I must guiltily confess that in our last move, I pitched ALL my AHRs and Speculums. They are SO DAMN HEAVY, and I access everything online these days, too. JSTOR has Speculum (up to whatever date they cover) and my school has it on paper; we subscribe to something that has AHR. They're already piling up in my office.

Glad to hear about the reviews! You are probably right to pass on them, though; doing the conference paper will be more important right now. I was so excited when I first got the chance to review books that I agreed to do a bunch, and then I realized: wait a minute, these are NOT going count for tenure! (or not enough to make it worth taking time away from the book to write them.) So, I declared a moratorium on them for a couple of years! But it was certainly good experience to do them.

Anonymous said...

In the "you might be sorry you asked" category, I keep my journals, for the most part, in the bathroom. I don't read the articles there (I hardly ever read the articles in AHR or JAS) but it's a fantastic place to read book reviews....

When I'm done with them they go on a shelf in the student lounge, and if I move, they'll stay there. Unless there's an article which I really want to hold on to, then it goes on my shelf.

Another Damned Medievalist said...

I am so chuckling as I imagine that, Jonathan!

NK -- glad you agree, and thanks again! I owe you a big drink at K'zoo. The nice thing about the books is that they are both more than tangentially related to what I do, and the one in German I absolutely should read. So I'm not as worried about getting them done. But I have to say that I feel a bit odd reviewing books by people who are Names. One of them, the one I am almost positive you know personally, has a slightly frightening rep. So I expect that, for a while, I will continue to be judicious!

Anonymous said...

ADM--thanks for the kind words on the earlier post. I have fond memories of those days. On the journal question, I'll admit to being something of a packrat. I'm still keeping some Viators and TRHS volumes I got when a certain famous scholar of heresy threw them out years ago, as well as my own Specula and Albions. Fortunately, the history house (yes, house) at Tiny Liberal Arts College has extra bookshelf space where I can store them. As a sidelight, the department keeps its copy of the AHR in the upstairs loo--Johnathan is right that it makes a good place to read reviews.

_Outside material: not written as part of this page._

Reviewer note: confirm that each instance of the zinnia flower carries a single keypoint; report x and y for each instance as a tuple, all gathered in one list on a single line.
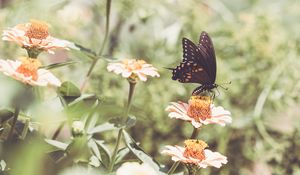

Given the ubiquity of online resources these days, it would probably make sense to junk old journals. But there are two cautions. First, small colleges (and, I'd guess, community colleges) often don't have the sort of access to online databases that people at R1 institutions take for granted. For instance, TLAC just got access to JSTOR, and only because a donor left a bequest for that purpose in her will. Of course, one can always drive to some neighboring institution with more resources--but in some parts of the country that can mean a trip of 2+ hours in each direction, as I found in South Carolina. Second, cash-strapped schools are increasingly dropping their paper subscriptions in favor of online access to journals. This is certainly true at TLAC, where I can access such basic things as EHR only in electronic form. This means that if money gets even tighter and the online subscription is dropped, too, then one is left with nothing--there is no way to consult the volumes of the journal that the institution didn't buy in paper. Again, this probably sounds bizarre to people at larger institutions, but it's a real worry to those of us at small, poor schools. So maybe it's worth holding onto those journals a bit longer.

The same is true, I think, for books. I'll confess to having a lot more volumes than you do, in part because I'm something of a bibliomaniac, but largely because I decided early on that I couldn't count on the institution's library to supply me with what I need. Frankly, I'm glad I did so, because when spouse and I finally settled at TLAC we found that our collection of medieval history tomes (particularly in our specialties) was considerably richer than the library's. This is again one of the strange inequalities of academic life: faculty at large research institutions, who tend to be better paid than the rest of us, have less need to spend any of their own salary on books, since their libraries are far more likely to supply them with what they need.